The role of ROCK on the subcellular pattern of force generation and cell-matrix interactions in response to PDGF. A–C. Perfusion was changed to PDGF at 0:40 (hours:minutes), and PDGF + Y-27632 at 1:40. Addition of the ROCK inhibitor Y-27632 (10μM) to PDGF treated cells induced additional cell spreading and elongation. Cells also assumed a more convoluted shape with thinner cell processes (arrows), suggesting a reduction of cellular tension. D–F. Following 30 minutes of ROCK inhibition, Y-27632 was washed out by switching the perfusion back to PDGF alone. Cell processes (arrows) became thicker (compare D and E), and increased cellular forces were observed, particularly at the base of pseudopodial processes (E, yellow arrows). Subsequent treatment with cytochalasin D resulted in elongation and thinning of cellular processes, and ECM decompression (F, yellow arrow). G–K. Cell matrix interactions at the end of a pseudopodia following ROCK inhibition.
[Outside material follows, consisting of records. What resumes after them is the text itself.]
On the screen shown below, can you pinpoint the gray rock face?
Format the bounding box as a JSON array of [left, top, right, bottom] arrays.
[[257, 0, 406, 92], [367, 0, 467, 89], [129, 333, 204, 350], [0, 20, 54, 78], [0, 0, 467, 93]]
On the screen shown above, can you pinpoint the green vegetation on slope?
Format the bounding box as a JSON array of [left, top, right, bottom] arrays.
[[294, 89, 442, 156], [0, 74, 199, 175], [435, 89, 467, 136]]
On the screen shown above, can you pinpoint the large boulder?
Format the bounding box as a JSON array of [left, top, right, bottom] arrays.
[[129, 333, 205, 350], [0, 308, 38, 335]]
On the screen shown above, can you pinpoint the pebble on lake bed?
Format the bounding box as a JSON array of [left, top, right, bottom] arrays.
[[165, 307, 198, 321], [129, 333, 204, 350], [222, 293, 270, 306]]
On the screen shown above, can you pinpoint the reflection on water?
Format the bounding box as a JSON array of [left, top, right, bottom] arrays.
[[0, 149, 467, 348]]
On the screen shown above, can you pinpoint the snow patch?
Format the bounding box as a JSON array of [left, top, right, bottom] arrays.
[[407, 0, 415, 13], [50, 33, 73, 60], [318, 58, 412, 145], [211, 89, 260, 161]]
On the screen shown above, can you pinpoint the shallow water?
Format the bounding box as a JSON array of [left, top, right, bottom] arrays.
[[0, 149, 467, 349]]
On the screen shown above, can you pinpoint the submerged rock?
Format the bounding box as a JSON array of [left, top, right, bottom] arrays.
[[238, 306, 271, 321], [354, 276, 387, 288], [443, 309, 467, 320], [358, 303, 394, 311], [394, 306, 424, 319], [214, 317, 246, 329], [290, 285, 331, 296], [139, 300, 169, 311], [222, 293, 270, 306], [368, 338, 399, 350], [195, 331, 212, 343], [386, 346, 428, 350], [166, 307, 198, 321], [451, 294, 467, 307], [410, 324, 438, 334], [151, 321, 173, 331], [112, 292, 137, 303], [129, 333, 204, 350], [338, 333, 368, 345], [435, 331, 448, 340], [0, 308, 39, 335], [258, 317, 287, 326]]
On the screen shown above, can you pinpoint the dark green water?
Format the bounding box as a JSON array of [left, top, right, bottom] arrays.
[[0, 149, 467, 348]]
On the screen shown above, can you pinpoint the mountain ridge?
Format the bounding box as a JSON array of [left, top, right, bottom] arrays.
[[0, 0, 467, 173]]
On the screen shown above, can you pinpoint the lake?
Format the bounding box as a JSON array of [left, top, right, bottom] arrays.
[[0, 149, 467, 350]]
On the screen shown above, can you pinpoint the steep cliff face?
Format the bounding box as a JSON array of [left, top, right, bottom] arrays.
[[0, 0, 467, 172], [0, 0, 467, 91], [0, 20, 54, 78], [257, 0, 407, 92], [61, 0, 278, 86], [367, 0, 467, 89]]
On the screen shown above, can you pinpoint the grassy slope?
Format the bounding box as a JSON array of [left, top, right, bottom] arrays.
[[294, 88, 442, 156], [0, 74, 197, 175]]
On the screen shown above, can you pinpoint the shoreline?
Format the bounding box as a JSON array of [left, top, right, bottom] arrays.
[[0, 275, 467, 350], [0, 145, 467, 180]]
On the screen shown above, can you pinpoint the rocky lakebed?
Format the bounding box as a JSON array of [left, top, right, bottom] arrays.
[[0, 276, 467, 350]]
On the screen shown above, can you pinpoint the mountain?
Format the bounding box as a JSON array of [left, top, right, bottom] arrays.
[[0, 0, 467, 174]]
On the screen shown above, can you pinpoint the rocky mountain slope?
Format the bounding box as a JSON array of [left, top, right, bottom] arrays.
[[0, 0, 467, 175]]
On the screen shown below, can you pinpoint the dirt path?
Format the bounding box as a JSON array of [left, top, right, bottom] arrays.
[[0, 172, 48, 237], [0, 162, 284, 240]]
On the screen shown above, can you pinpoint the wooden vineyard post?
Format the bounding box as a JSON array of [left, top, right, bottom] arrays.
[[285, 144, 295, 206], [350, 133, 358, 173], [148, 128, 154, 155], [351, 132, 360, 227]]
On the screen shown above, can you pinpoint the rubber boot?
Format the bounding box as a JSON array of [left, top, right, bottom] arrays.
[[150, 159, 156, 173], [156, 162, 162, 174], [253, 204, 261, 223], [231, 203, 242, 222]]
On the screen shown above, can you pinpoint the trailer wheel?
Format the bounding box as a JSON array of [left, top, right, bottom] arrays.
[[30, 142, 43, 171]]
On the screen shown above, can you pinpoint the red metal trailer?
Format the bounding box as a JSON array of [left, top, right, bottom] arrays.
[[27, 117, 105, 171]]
A thin dendritic process (arrows) branches off from another process. The branching process extends along a collagen fibril, engages a second fibril which is oriented perpendicular (arrowhead), and displaces this fibril inward (K, yellow line indicates initial fibril position, red line indicates final fibril position). L–N. The effect of PDGF following pre-incubation with Y-27632. Addition of Y-27632 to basal media induced cell elongation and relaxation of tractional forces (M, red tracks, crosses mark position at time 1:41), indicating that there is a basal level of ROCK activity in serum-starved corneal fibroblasts. Subsequent addition of PDGF induced additional elongation, and significant pseudopodial ruffling and branching of cell processes (N), resulting in a more dendritic appearance. Large tractional forces were not observed (M, red tracks, crosses mark position at time 2:42). Perfusion with Y-27632 (100 μM) began at 1:41, and perfusion with Y-27632 plus PDGF at 2:42.

Figure 6

The role of myosin II on the subcellular pattern of force generation and cell-matrix interactions in response to PDGF. A–C. Perfusion was changed to the non muscle myosin II inhibitor blebbistatin (100 μM) at 0:54 (hours:minutes), and PDGF + blebbistatin at 2:18. Treatment of cells with blebbistatin resulting in significant relaxation of tractional forces (B, red tracks, crosses mark position at time 0:54). Subsequent addition of PDGF stimulated additional cell spreading, without the generation of large tractional forces (C, red tracks, crosses mark position at time 2:18). D–F. Perfusion was changed to the non muscle myosin II inhibitor blebbistatin at 1:00 (hours:minutes), and PDGF + blebbistatin at 2:10. Addition of PDGF in the presence of blebbistatin also induced extensive branching and pseudopodial ruffling (E, arrows), resulting in a dendritic cell morphology (F). G–K. Cell matrix interactions at the end of a pseudopodia during cell spreading following myosin II inhibition. A thin dendritic process (arrow) branches off from another process. The branching process engages fibril (arrowhead), and displaces this fibril inward (K, yellow line indicates initial fibril position, red line indicates final fibril position). Perfusion with blebbistatin began at 0:55, and perfusion with blebbistatin plus PDGF at 2:10.